Une ombre pâle derrière une tranchée : c'est l'hospice du Gothard, établissement civil et hospitalier, vilaine bâtisse de sapin et de pierres. Un clocheton. A la sonnette, un jeune homme louche vous reçoit : on monte dans une salle basse et malpropre où l'on vous régale de droit de pain et fromage, soupe et goutte. On voit les beaux gros chiens jaunes à l'histoire connue. Bientôt arrivent à moitié morts les retardataires de la montagne. Le soir on est une trentaine qu'on distribue, après la soupe, sur des paillasses dures et sous des couvertures insuffisantes. La nuit, on entend les hôtes exhaler en cantiques sacrés leur plaisir de voler un jour de plus les gouvernements qui subventionnent leur cahute.

Au matin, après le pain-fromage-goutte, raffermis par cette hospitalité gratuite qu'on peut prolonger aussi longtemps que la tempête le permet, on sort. Ce matin, au soleil, la montagne est merveilleuse : plus de vent, toute descente, par les traverses, avec des sauts, des dégringolades kilométriques, qui vous font arriver à Airolo, l'autre côté du tunnel, où la route reprend le caractère al pestre, circulaire et engorgé, mais descendant.

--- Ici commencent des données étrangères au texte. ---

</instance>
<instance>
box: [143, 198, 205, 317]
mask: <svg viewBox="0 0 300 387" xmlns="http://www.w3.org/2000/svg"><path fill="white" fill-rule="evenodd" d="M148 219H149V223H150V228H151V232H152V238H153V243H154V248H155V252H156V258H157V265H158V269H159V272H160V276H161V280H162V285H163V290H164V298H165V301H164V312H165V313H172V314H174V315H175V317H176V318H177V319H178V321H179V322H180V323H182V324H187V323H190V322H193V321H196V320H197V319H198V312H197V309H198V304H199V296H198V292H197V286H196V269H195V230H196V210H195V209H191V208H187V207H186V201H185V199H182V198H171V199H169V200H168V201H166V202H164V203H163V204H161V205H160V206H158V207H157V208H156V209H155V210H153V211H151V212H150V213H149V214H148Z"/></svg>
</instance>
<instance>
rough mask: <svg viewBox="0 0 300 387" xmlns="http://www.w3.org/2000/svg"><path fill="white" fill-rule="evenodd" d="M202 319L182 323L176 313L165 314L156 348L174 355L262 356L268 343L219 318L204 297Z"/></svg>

C'est le Tessin.

La route est en neige jusqu'à plus de trente kilomètres du Gothard. A trente kilomètres seulement, à Giornico,la vallée s'élargit un peu. Quelques berceaux de vignes et quelques bouts de prés, qu'on fume soigneusement avec des feuilles et autres détritus de sapin qui ont dû servir de litière. Sur la route défilent chèvres, bœufs et vaches gris, cochons noirs. A Bellinzona il y a un fort marché de ces bestiaux. A Lugano, à vingt lieues du Gothard, on prend le train, et on va de l'agréable lac de Lugano à l'agréable lac de Como. Ensuite, trajet connu.

Je suis tout à vous, je vous remercie et dans une vingtaine de jours vous aurez une lettre.